Hold on to your stack of LEGO bricks, I’m about to tell you about the one thing that is going to make your kids love LEGO even more. This idea checks all the right boxes.
It’s an idea that promotes independent play and family connection.
It requires creative, inventive thought.
It gets siblings of different ages working together.
What is this genius hocus pocus, you ask?
A make your own LEGO board game.
Here’s what I loved about this project:
- My kids worked on their own to independently develop the game, design the board and come up with the rules. Creativity, strategic planning and engineering all rolled up into one!
- After I was able to get stuff done (or read my book—I’m not telling which) while they worked by themselves, but then we got to have some quality family time and connect over their new creations!

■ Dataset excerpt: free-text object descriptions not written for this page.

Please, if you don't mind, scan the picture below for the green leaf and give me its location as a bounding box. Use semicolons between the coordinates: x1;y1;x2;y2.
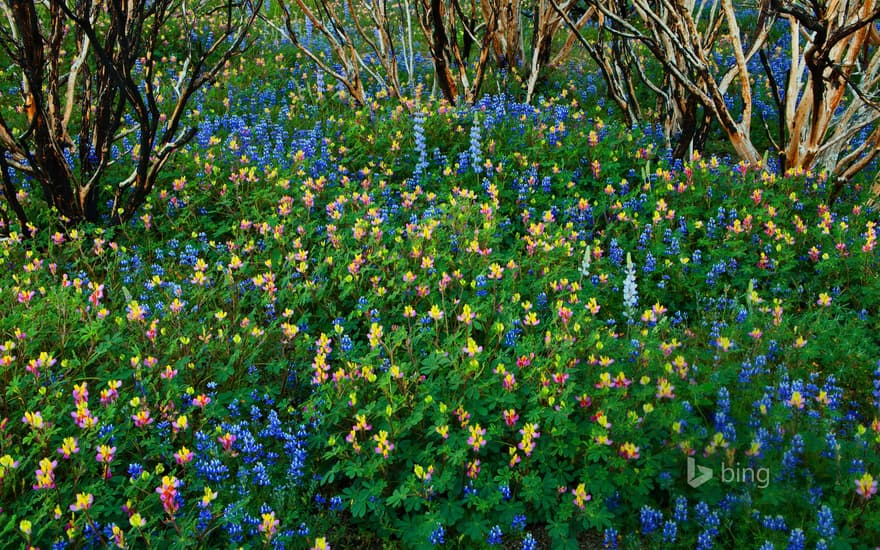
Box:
438;499;465;525
387;484;409;508
461;517;489;543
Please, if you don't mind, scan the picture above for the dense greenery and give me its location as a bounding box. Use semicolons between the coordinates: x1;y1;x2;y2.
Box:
2;15;880;550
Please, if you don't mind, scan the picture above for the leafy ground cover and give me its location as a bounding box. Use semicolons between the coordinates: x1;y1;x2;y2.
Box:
2;41;880;549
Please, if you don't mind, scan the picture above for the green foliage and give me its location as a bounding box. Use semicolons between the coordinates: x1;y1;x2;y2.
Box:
1;34;880;550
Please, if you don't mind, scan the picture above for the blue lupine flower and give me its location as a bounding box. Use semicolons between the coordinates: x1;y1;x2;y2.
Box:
196;456;230;482
429;524;445;545
329;496;344;511
643;252;656;273
872;364;880;410
696;530;714;550
640;505;662;535
470;114;483;174
128;463;143;480
251;461;270;486
781;434;804;477
762;515;787;531
487;525;503;545
673;496;688;523
98;424;115;440
787;528;805;550
603;528;618;549
823;431;840;459
815;505;835;541
536;292;548;309
503;325;522;347
609;239;624;266
414;109;428;180
197;507;213;532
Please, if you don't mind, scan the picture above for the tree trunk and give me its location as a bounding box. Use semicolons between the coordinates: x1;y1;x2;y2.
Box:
430;0;458;102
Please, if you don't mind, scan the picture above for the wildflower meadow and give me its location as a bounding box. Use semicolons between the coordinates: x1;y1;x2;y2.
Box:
2;4;880;550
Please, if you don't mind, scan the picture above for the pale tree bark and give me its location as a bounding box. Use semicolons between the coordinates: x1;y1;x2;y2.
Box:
482;0;524;68
525;0;575;102
274;0;418;104
770;0;880;194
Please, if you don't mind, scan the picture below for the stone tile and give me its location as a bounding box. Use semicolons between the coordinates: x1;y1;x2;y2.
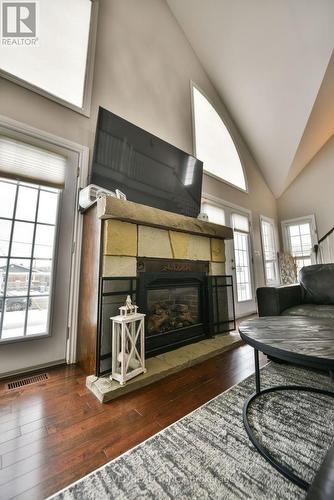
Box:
169;231;211;260
156;348;194;368
103;220;137;256
211;238;226;262
209;261;226;275
86;333;242;402
87;356;180;403
138;226;172;258
102;256;137;277
169;231;189;259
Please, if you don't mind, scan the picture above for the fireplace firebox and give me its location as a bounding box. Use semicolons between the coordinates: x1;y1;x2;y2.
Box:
137;258;209;356
96;259;235;377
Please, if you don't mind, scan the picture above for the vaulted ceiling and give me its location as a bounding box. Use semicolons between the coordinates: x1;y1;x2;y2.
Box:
167;0;334;198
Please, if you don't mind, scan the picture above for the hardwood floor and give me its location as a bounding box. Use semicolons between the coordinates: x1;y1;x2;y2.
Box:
0;343;267;500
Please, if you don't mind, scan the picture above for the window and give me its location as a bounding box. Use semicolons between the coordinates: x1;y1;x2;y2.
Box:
0;0;96;111
0;178;59;340
192;84;246;191
201;201;225;226
231;213;252;302
282;216;317;274
260;216;279;285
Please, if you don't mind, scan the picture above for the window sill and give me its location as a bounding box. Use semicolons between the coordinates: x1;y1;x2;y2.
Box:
0;333;50;345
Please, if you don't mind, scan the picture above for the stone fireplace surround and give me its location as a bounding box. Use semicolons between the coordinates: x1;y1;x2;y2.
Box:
97;193;233;264
78;196;237;401
100;196;232;346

Parents, think of it this way, while you are making dinner, your kids are building this game. Then during dinner your kids will tell you all about the game and you can play a few rounds.
Kids gain confidence when they feel their parents are interested in their creations. Win-win-win-win.
We got the idea to make our own LEGO board game from a new book my kids have been using to supplement their LEGO building.(Note: I received a complementary book; this post contains affiliate links.)
Awesome LEGO© Creations with Bricks You Already Have: 50 New Robots, Dragons, Race Cars, Planes, Wild Animals and Other Exciting Projects to Build Imaginative Worlds by Sarah Dees, creator of the blog Frugal Fun for Boys and Girls (formerly Frugal Fun for Boys).
The book has 8 chapters ranging from knights to vehicles to animals. There are even building instructions for contraptions like a marble run and a zip line! Each chapter contains two different types of projects: clearly written step-by-step instructions, and no-instruction creative challenges. All the projects are accompanied by photographs which clearly show each build. Any child who can put together a traditional LEGO© set will find something for him or her in this book.
My sons used the Ninja Challenge Game, one of the no-instruction creative challenges, as the inspiration for their own game. They called the game “Park Challenge.” The goal was to get to the picnic (always a good place to be!) They decided on some creative rules for their LEGO board game and somehow I found myself doing jumping jacks when I landed on certain bricks, or waiting to rescue a dog at a construction site. But, hey! The exercise was a bonus, right?
The diy LEGO game is just one of the amazing ideas in Awesome LEGO© Creations with Bricks You Already Have. Next up – we are going to try out the brain teaser puzzle!